# FELLOW CRAFT LECTURE



## ARizo1011 (Aug 16, 2014)

How many brothers were moved by the fellow craft lecture? It was incredible. Very touching. I was recently passed to Fellow craft on the 12th and it was very moving.  the symbolism of experience and wisdom  and many other things were "eye openers" for me. 

Oh and the catechism is way easier. It took my about 3-4 months to learn, understand and give back the EA, but I feel like Proficiency this degree for me will be by sept.  

Anyway if any brothers have something interesting please share. One of the brothers in my lodge a few years ago when thru the fellow craft lecture and it open his eyes and made him go back to school. Any way please share your experiences.


----------



## Brother JC (Aug 16, 2014)

It's difficult to discuss too much here, but yes, it was a very moving Degree that sent many of us "back to school."


----------



## Pscyclepath (Aug 16, 2014)

The Second section of the Fellowcraft degree, consisting of the "stairway lecture" and the "G lecture," is probably my favorite pieces of the Ritual.  It was one of the first things I memorized when I was promoted to Senior Deacon, and I regularly do this one at our home lodge and other neighboring lodges, as there are only about 8 or 10 brothers in our district who have taken the time to learn it.

For even more light...  check out the references to the "Dewdrop Lecture..."  which is an expansion of the Second section emphasizing the art of Geometry, and discussing the fact that "God continually geometrizes..."   (http://www.phoenixmasonry.org/the_builder_1916_may.htm) :



> _By geometry, He rounds the dew drop; points the pyramidal icicle that hangs from thatch-bound roof; bends into a graceful curve the foaming cataract; paints His bow of beauty upon the canvas of a summer shower; assimilates the sugar to the diamond, and in the fissures of the earth-bound rocks, forms gorgeous caverns, thick-set with starry gems. By it, He taught the bee to store its honey in prismatic cells; the wild goose to range her flight, and the noble eagle to wheel and dart upon its prey, and the wakesome lark, God's earliest worshipper, to hymn its matin song in spiral flight. By it, He forms the tender lens of the delicate eye, rounds the blushing cheek of beauty, curves the ruby lips and fashions the swelling breast that throbs in unison with a gushing heart. By it, he paints the cheek of autumn's mellow fruit, forms in molds of graceful symmetry the gentle dove, marks the myriad circles on the peacock's gaudy train and decks the plumage of ten thousand warblers of His praise that animate the woody shade. By it, he fashions the golden carp, decks the silvery perch, forms all fish of every fin and tribe that course the majestic ocean, cut the placid lake or swim in gentle brook.
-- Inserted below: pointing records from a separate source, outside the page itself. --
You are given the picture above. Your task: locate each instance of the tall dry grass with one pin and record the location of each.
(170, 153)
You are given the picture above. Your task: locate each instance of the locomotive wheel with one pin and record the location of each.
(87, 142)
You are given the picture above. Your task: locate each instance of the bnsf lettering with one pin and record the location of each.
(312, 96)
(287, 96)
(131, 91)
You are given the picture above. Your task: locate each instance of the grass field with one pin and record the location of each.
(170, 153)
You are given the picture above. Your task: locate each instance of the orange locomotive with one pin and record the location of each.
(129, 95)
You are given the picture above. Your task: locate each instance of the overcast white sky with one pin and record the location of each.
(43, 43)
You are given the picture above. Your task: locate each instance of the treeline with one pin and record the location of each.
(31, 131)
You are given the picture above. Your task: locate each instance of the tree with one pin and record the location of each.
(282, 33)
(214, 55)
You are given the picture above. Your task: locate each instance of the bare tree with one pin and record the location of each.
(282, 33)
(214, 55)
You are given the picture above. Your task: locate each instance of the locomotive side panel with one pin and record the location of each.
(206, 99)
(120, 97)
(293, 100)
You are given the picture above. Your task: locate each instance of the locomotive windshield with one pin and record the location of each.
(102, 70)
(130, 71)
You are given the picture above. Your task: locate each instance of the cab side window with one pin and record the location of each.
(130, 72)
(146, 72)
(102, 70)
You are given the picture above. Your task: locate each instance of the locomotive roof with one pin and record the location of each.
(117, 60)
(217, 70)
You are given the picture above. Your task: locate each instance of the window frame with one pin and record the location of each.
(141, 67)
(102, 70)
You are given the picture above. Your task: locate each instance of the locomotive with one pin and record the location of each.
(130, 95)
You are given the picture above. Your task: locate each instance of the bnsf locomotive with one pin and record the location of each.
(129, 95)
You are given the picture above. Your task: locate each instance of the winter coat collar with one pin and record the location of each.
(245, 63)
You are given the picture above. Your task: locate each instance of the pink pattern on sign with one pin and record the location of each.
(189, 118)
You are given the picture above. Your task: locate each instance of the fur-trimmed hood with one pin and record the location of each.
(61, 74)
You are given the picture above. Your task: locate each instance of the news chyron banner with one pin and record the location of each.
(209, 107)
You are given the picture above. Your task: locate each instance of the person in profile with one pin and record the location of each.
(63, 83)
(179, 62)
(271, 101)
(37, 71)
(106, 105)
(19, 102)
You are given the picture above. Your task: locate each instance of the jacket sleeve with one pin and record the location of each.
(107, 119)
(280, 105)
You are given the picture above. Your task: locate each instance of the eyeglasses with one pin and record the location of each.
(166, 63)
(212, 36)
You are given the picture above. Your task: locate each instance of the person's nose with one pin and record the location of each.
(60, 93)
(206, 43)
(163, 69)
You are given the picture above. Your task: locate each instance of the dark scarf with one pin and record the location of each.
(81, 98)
Nay, more, even the glassy element in which they dwell, when by gentle zephyrs stirred, sends its chasing waves in graceful curves by God's own finger traced in parallel--above, beneath, around us, all the works of His hands, animate and inanimate, but prove that God geometrizes continually.  _


----------



## dfreybur (Aug 18, 2014)

Welcome again to the family twice adopted brother.

I'm another of those whose favorite degree is the second.  Especially the part that is the long form in Texas about worlds traveling in space.  You'd think GLofTX, the only jurisdiction that spans two planets, would keep that part not making it optional.  Maybe I'll socialize that idea around and see if I can get folks to ask the committee of ritual to encourage delivering the long form in the second degree here.

For brothers that love delivering the ritual -

Some lodges have trouble putting together degrees.  Appendant bodies like the Shrine and Scottish Rite generally have traveling third degree teams.  There are appendant bodies that have traveling first degree teams.  The only appendant body I know of that tends to offer second degree teams is the Grotto and they are not well known in many areas.

A nice thing to do might be to get two brothers who like the second degree lectures and offer your services in near by districts as a second degree team.  Alternate the winding stair and middle chamber lectures.  In Texas only one brother is needed as the two lectures have been merged.


----------



## otherstar (Aug 20, 2014)

dfreybur said:


> Welcome again to the family twice adopted brother.
> 
> I'm another of those whose favorite degree is the second.  Especially the part that is the long form in Texas about worlds traveling in space.  You'd think GLofTX, the only jurisdiction that spans two planets, would keep that part not making it optional.  Maybe I'll socialize that idea around and see if I can get folks to ask the committee of ritual to encourage delivering the long form in the second degree here.
> 
> ...



I was entered, passed, and raised in 1997 and I have yet to hear the full form of the FC degree here in Texas. I have heard bits and pieces of the monitorial parts of the lecture inserted in their proper places (as was done at my FC degree), but never ALL of the monitorial parts.


----------



## AndreAshlar (Aug 20, 2014)

ARizo1011 said:


> One of the brothers in my lodge a few years ago when thru the fellow craft lecture and it open his eyes and made him go back to school.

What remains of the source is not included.